June 26, 2017 | By Wisconsin School of Business | Back to press releases

Crowdsourced textbooks on real estate development and subprime crisis offer analysis of latest research

It’s not every day that undergraduate business students get the chance to highlight published research on their resumes. But a real estate class at the Wisconsin School of Business at the University of Wisconsin-Madison is giving undergraduate business students just that—a unique learning opportunity to present findings on recent research topics in class and craft their presentations into articles that become part of a textbook to be used in classrooms across the country.

As part of assistant professor Jaime Luque’s Regional and Urban Economics course, 84 students had the hands-on experience of reviewing cutting-edge research articles in top real estate economics and finance journals and writing about this work to give fellow students a comprehensive and concise overview of what is happening in the field. Their work appears in two newly published textbooks, The Subprime Crisis: Lessons for Business Students (World Scientific) and Rays of Research on Real Estate Development (Business Expert Press).
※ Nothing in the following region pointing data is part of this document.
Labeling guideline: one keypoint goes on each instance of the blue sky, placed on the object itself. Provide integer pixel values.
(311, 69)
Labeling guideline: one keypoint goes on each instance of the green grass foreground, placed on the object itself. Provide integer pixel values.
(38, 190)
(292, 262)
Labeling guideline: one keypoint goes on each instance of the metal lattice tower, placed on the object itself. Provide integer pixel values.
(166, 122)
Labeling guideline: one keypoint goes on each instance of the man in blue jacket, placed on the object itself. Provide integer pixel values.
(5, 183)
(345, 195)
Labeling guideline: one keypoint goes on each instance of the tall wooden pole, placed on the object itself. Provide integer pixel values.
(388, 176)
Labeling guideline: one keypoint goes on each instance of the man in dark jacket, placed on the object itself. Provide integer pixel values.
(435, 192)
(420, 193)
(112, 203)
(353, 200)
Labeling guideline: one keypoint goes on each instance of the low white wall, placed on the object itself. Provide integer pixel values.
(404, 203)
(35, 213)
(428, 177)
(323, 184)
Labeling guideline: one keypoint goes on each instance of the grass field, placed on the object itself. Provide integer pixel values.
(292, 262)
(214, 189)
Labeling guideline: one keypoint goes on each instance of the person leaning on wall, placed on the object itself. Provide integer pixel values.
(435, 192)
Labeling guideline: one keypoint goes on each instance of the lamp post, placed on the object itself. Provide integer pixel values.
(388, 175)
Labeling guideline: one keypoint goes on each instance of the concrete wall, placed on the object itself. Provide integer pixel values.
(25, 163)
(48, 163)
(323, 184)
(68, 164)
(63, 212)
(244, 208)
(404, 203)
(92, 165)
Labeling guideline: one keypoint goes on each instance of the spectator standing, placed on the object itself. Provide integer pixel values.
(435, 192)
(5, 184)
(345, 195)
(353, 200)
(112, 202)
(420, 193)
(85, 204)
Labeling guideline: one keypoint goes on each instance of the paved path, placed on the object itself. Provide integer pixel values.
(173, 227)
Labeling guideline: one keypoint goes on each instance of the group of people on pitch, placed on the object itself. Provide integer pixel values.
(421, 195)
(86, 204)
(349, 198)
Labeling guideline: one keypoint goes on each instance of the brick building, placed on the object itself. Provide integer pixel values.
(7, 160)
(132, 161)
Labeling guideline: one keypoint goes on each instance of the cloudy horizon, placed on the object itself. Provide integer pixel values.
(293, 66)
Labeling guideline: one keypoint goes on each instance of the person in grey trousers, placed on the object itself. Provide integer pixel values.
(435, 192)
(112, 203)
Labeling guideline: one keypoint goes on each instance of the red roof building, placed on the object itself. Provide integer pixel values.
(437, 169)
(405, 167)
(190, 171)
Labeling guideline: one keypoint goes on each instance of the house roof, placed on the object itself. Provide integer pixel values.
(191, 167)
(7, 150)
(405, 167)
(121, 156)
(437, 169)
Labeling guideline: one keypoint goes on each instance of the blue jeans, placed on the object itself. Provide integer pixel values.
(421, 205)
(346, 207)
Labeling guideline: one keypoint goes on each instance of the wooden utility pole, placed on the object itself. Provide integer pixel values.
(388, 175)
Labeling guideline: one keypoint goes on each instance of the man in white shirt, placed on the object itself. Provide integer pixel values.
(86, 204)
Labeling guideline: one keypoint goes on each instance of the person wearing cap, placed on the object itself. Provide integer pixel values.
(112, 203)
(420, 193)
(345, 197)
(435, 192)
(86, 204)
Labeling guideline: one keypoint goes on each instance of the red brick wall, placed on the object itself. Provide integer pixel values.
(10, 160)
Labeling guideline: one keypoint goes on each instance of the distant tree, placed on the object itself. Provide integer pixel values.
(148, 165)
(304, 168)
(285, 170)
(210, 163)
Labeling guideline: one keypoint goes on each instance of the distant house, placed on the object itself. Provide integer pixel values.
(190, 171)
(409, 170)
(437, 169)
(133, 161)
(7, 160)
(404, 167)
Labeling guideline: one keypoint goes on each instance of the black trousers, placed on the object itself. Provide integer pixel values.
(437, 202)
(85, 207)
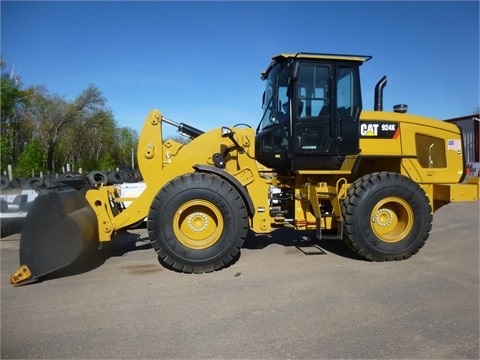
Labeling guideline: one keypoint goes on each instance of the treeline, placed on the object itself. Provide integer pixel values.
(42, 132)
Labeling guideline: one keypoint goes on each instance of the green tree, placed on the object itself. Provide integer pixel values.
(31, 160)
(127, 143)
(54, 116)
(15, 126)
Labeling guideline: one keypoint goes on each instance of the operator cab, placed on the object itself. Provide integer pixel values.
(312, 103)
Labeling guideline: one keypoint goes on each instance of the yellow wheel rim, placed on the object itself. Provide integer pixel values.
(392, 219)
(198, 224)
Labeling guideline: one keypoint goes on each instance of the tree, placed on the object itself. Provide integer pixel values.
(31, 159)
(15, 127)
(127, 143)
(54, 116)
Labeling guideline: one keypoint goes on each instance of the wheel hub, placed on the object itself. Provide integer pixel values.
(198, 221)
(383, 217)
(392, 219)
(198, 224)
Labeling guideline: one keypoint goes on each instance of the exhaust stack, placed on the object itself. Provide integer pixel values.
(378, 106)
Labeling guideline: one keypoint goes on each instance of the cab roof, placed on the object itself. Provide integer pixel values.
(314, 56)
(361, 58)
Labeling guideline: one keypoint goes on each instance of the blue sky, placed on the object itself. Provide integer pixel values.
(200, 62)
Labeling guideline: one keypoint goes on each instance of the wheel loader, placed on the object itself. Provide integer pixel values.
(316, 162)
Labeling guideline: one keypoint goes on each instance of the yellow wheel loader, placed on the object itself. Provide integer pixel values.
(316, 161)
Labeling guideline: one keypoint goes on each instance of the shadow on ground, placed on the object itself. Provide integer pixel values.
(304, 241)
(125, 241)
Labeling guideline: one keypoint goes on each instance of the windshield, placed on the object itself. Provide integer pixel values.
(275, 103)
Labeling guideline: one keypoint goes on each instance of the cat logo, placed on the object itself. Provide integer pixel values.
(369, 129)
(379, 130)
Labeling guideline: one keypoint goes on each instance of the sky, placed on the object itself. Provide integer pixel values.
(200, 62)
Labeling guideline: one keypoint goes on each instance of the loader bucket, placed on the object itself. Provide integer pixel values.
(58, 229)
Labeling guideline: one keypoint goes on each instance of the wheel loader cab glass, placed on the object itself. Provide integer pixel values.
(311, 115)
(272, 140)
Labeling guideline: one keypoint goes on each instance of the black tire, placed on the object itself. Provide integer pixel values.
(97, 178)
(197, 223)
(386, 216)
(4, 182)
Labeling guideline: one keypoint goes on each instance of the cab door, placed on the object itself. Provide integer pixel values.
(325, 116)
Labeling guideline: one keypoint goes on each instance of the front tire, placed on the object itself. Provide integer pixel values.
(387, 217)
(197, 223)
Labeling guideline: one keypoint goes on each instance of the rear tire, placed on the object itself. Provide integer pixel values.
(387, 217)
(197, 223)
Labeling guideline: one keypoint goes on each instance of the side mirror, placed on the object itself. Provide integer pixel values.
(294, 71)
(226, 132)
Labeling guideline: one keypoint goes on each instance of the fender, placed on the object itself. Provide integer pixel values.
(232, 180)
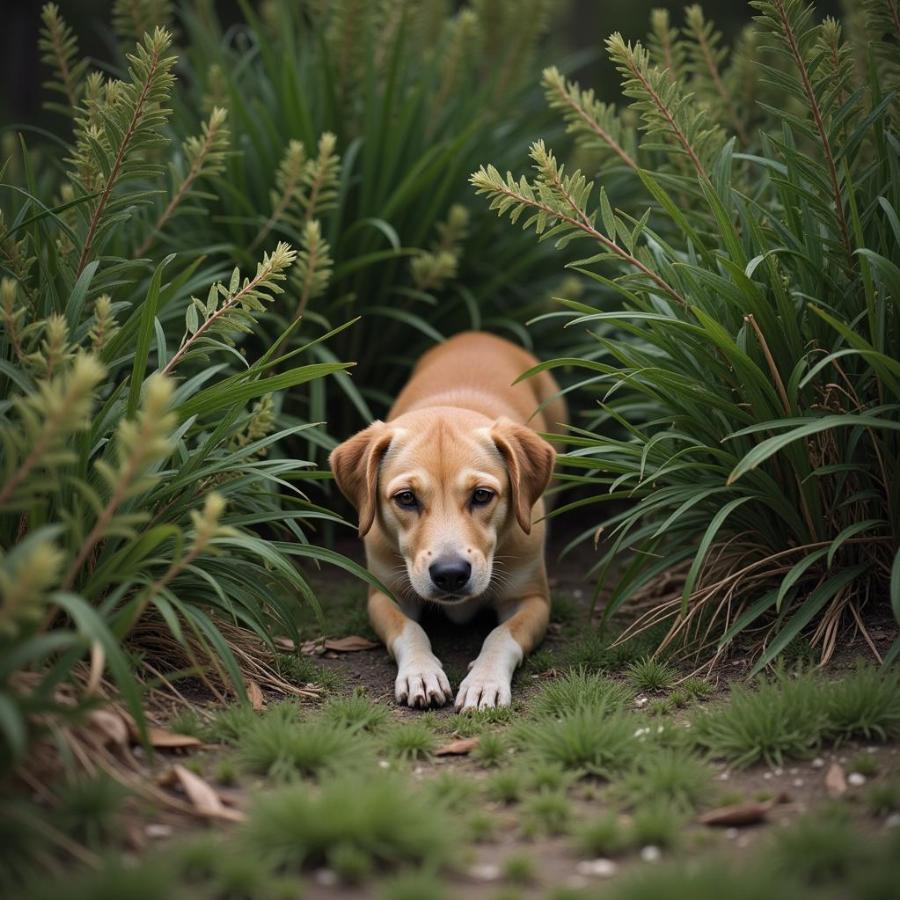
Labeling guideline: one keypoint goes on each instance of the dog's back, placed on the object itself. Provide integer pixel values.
(475, 370)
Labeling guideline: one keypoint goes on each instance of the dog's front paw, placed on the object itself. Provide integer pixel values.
(422, 683)
(484, 688)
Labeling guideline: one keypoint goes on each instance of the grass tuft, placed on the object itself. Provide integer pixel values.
(280, 748)
(590, 740)
(579, 689)
(378, 814)
(651, 675)
(356, 712)
(673, 775)
(410, 741)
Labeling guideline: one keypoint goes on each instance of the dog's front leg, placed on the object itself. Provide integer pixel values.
(489, 682)
(420, 676)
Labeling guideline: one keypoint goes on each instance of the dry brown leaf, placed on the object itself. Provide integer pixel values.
(458, 748)
(109, 726)
(203, 796)
(283, 643)
(835, 782)
(350, 644)
(749, 813)
(254, 692)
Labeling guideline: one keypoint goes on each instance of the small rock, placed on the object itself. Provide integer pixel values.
(597, 868)
(485, 872)
(326, 877)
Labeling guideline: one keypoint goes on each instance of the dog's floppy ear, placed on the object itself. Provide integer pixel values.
(529, 460)
(355, 467)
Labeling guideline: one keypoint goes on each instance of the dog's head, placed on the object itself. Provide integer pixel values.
(443, 490)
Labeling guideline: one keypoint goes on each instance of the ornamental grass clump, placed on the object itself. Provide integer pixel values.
(743, 240)
(149, 522)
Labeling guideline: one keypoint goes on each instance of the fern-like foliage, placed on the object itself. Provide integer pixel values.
(116, 134)
(204, 157)
(132, 19)
(667, 111)
(594, 124)
(59, 48)
(233, 309)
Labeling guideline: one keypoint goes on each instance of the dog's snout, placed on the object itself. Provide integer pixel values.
(450, 575)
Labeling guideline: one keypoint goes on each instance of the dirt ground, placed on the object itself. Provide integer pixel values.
(801, 786)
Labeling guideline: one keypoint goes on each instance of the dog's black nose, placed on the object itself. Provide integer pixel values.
(450, 574)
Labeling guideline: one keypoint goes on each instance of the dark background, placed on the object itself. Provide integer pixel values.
(583, 27)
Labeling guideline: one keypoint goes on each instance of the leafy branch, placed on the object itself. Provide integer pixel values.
(239, 304)
(556, 197)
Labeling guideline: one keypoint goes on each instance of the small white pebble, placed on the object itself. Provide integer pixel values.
(597, 868)
(326, 877)
(485, 872)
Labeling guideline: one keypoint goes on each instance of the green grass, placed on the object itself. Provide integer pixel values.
(650, 675)
(577, 689)
(356, 712)
(410, 741)
(779, 719)
(377, 813)
(678, 777)
(283, 749)
(592, 740)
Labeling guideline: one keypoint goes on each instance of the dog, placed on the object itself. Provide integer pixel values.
(448, 491)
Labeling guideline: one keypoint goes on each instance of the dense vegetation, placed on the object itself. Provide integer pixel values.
(745, 328)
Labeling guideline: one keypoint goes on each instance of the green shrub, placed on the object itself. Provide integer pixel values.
(744, 328)
(780, 718)
(378, 814)
(139, 430)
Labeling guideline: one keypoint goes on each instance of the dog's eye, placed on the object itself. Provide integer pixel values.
(406, 499)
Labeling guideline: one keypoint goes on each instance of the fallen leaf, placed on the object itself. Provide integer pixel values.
(458, 748)
(835, 782)
(749, 813)
(254, 692)
(112, 728)
(350, 644)
(203, 796)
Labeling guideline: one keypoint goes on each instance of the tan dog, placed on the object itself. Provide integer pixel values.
(447, 491)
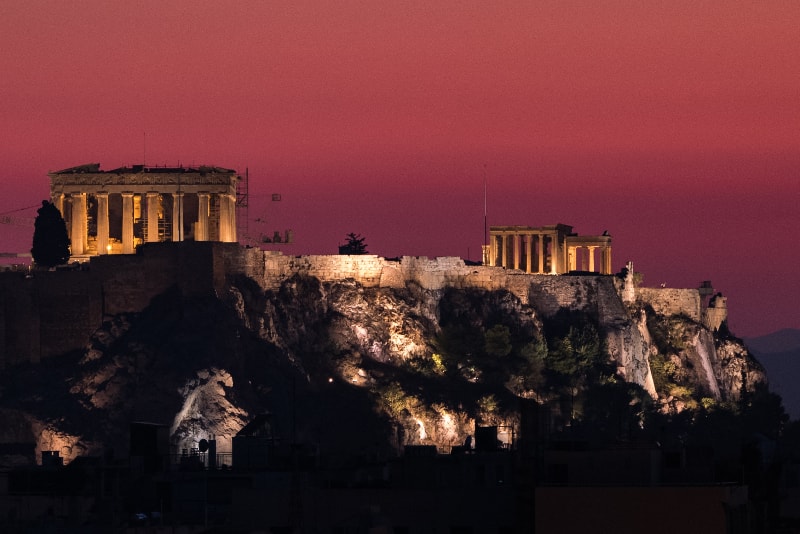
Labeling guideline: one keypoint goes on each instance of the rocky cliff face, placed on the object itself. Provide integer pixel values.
(349, 366)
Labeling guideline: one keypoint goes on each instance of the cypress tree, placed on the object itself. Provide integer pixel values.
(50, 238)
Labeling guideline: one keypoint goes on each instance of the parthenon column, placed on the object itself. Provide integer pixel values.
(541, 254)
(606, 255)
(227, 218)
(152, 217)
(102, 222)
(78, 229)
(529, 255)
(127, 223)
(58, 201)
(177, 216)
(202, 217)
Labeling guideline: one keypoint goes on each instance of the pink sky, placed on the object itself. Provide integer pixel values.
(673, 125)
“The purpose of this project was to give students a chance to review the latest research in the field, develop their own arguments about its value and impact, and then turn those discussions into chapters of textbooks that put the research in context for a larger audience,” says Luque, assistant professor of real estate and urban land economics at the Wisconsin School of Business. “It’s an active learning exercise that builds analytical and writing skills, while giving students a unique window into the world of research and publishing.”

Luque adds, “Students were really engaged in this project and appreciated the value of being able to put something like this on their resumes. It makes for a great conversation piece in a job interview and really helps to set them apart.”

Students in the class broke up into small groups and after making presentations on various research topics, Luque met with each group to talk about the next step, incorporating their work into one of the textbooks. He worked with students to proofread their initial chapter drafts and to offer suggestions for improvement, as needed. The chapters cover a range of topics, including:

  • mortgage credit expansion;
  • lending standards;
  • judicial requirements for foreclosures;
  • costs and benefits of land use regulation;
  • contamination risk;
  • housing affordability; and
  • movements in office-commercial construction.

The textbooks are aimed at an audience of undergraduate students in business and economics, as well as both undergraduate and graduate students in programs such as real estate, urban and regional planning, and finance.